Is there a way other than the test of majority to resolve a symbol dispute?
In almost all disputes decided by the EC so far, a clear majority of party delegates/office bearers, MPs and MLAs have supported one of the factions. In the case of the Shiv Sena, the majority of the party’s elected representatives have switched over to Shinde’s side.
Whenever the EC could not test the strength of rival groups based on support within the party organisation (because of disputes regarding the list of office bearers), it fell back on testing the majority only among elected MPs and MLAs.
Only in the case of the split in the AIADMK in 1987, which happened after the death of M G Ramachandran, the EC was faced with a peculiar situation. The group led by MGR’s wife Janaki had the support of the majority of MPs and MLAs, while J Jayalalithaa was supported by a substantial majority in the party organisation. But before the EC was forced to make a decision on which group should retain the party symbol, a rapprochement was reached.

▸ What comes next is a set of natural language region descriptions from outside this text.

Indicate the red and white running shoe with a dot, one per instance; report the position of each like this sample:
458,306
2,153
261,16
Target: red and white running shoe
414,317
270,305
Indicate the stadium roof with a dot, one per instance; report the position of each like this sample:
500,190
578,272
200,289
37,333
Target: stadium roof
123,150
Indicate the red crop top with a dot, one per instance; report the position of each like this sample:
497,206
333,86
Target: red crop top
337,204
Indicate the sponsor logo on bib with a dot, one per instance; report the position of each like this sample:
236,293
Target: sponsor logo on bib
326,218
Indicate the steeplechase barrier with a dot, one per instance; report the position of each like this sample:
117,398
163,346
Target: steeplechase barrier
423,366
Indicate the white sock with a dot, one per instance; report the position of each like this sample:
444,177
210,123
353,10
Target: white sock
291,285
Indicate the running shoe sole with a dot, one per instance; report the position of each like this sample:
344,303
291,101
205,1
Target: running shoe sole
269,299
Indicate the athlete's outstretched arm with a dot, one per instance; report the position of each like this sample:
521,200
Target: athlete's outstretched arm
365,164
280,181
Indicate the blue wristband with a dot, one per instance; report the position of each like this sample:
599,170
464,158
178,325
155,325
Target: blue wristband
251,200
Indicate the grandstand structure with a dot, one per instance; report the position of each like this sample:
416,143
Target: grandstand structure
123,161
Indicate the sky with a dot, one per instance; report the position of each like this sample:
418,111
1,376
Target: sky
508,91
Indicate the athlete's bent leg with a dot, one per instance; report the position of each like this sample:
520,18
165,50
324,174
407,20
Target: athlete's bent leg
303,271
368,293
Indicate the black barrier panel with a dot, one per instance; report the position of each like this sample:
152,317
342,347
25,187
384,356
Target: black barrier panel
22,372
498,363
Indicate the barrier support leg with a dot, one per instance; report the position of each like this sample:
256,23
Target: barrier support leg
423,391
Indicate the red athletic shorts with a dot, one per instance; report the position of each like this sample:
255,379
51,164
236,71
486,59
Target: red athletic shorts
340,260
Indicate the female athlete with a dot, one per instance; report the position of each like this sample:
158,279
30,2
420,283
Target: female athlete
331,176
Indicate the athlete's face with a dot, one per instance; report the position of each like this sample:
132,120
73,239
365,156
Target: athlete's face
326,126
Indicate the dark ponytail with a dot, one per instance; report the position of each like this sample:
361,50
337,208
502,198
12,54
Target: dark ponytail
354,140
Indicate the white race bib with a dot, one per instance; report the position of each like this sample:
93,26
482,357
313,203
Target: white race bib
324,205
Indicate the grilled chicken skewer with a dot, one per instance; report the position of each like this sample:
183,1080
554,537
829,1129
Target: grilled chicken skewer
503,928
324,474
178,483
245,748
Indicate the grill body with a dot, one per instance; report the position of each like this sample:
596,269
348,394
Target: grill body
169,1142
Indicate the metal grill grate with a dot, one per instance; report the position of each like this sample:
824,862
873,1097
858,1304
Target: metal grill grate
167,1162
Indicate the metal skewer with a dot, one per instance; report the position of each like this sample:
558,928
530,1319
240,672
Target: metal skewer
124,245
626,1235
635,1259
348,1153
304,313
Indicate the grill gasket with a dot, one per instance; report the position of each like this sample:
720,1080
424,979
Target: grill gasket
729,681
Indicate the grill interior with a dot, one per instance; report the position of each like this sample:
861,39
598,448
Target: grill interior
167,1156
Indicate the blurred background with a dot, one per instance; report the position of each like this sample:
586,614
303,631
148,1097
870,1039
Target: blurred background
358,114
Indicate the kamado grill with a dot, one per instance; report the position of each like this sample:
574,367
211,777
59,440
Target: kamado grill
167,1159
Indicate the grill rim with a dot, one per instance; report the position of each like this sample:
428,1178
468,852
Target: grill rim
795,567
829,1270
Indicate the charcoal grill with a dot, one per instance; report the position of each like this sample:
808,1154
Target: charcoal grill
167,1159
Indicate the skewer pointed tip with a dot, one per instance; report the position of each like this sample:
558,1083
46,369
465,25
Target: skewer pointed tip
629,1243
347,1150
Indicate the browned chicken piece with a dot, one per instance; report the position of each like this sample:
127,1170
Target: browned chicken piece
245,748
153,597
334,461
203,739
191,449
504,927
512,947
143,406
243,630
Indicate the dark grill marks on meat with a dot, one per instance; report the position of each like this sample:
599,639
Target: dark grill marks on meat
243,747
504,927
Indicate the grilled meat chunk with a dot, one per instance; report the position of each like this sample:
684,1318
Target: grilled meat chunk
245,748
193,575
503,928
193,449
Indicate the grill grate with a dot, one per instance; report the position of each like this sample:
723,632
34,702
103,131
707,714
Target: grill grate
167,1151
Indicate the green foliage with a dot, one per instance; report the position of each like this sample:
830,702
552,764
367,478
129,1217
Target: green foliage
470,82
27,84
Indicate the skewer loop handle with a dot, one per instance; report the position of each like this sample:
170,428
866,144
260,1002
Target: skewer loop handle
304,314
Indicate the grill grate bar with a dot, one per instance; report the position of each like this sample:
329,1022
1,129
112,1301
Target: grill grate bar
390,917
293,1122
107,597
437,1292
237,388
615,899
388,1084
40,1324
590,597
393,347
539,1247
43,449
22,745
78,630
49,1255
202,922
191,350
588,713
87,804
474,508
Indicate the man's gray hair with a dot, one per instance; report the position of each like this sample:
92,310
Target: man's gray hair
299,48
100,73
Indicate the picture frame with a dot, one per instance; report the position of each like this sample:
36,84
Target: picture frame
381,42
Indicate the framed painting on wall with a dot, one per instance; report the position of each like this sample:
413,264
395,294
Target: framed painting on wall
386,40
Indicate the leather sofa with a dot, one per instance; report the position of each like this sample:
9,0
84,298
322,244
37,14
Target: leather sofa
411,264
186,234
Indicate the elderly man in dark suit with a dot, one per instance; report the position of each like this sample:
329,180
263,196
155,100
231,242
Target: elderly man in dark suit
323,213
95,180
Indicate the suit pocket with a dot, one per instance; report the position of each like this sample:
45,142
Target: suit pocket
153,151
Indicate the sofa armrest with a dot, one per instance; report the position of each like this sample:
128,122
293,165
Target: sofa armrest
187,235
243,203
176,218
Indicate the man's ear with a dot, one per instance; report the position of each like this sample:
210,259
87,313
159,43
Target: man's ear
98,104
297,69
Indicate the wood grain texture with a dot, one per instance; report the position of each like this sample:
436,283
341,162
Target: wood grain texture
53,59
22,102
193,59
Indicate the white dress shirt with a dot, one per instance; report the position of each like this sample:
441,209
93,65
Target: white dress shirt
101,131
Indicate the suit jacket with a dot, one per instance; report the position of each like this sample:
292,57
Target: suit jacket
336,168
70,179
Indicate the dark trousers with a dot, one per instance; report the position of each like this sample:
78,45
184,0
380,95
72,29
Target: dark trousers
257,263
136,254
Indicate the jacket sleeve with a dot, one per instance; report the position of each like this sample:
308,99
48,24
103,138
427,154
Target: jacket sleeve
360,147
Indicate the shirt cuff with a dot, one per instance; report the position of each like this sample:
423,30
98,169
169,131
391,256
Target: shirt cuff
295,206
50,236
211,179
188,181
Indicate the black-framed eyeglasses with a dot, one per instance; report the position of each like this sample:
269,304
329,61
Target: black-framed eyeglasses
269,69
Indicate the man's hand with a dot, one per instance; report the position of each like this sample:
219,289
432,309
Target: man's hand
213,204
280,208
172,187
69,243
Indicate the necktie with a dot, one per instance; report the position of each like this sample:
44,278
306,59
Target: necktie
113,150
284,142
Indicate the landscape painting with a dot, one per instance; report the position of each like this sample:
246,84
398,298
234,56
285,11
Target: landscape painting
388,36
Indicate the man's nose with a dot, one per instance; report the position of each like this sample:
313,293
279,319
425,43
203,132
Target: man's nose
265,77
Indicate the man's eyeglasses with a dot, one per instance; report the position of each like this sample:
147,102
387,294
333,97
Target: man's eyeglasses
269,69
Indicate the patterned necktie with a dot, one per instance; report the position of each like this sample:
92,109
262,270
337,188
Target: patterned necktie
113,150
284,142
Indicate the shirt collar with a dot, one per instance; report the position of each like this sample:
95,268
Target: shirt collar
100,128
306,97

And what happens to the group that doesn’t get the parent party’s symbol?
In the case of the first Congress split, the EC recognised both the Congress (O) as well as the breakaway faction whose president was Jagjivan Ram. The Congress (O) had a substantial presence in some states and satisfied the criteria fixed for recognition of parties under Paras 6 and 7 of the Symbols Order.
This principle was followed up to 1997. However, things changed when the Commission dealt with the cases of splits in the Congress, Janata Dal, etc. — disputes which led to the creation of Sukh Ram and Anil Sharma’s Himachal Vikas Congress, Nipamacha Singh’s Manipur State Congress, Mamata Banerjee’s West Bengal Trinamool Congress, Lalu Prasad’s RJD, Naveen Patnaik’s Biju Janata Dal, etc.
The EC in 1997 did not recognise the new parties as either state or national parties. It felt that merely having MPs and MLAs is not enough, as the elected representatives had fought and won polls on tickets of their parent (undivided) parties.
The EC introduced a new rule under which the splinter group of the party — other than the group that got the party symbol — had to register itself as a separate party, and could lay claim to national or state party status only on the basis of its performance in state or central elections after registration.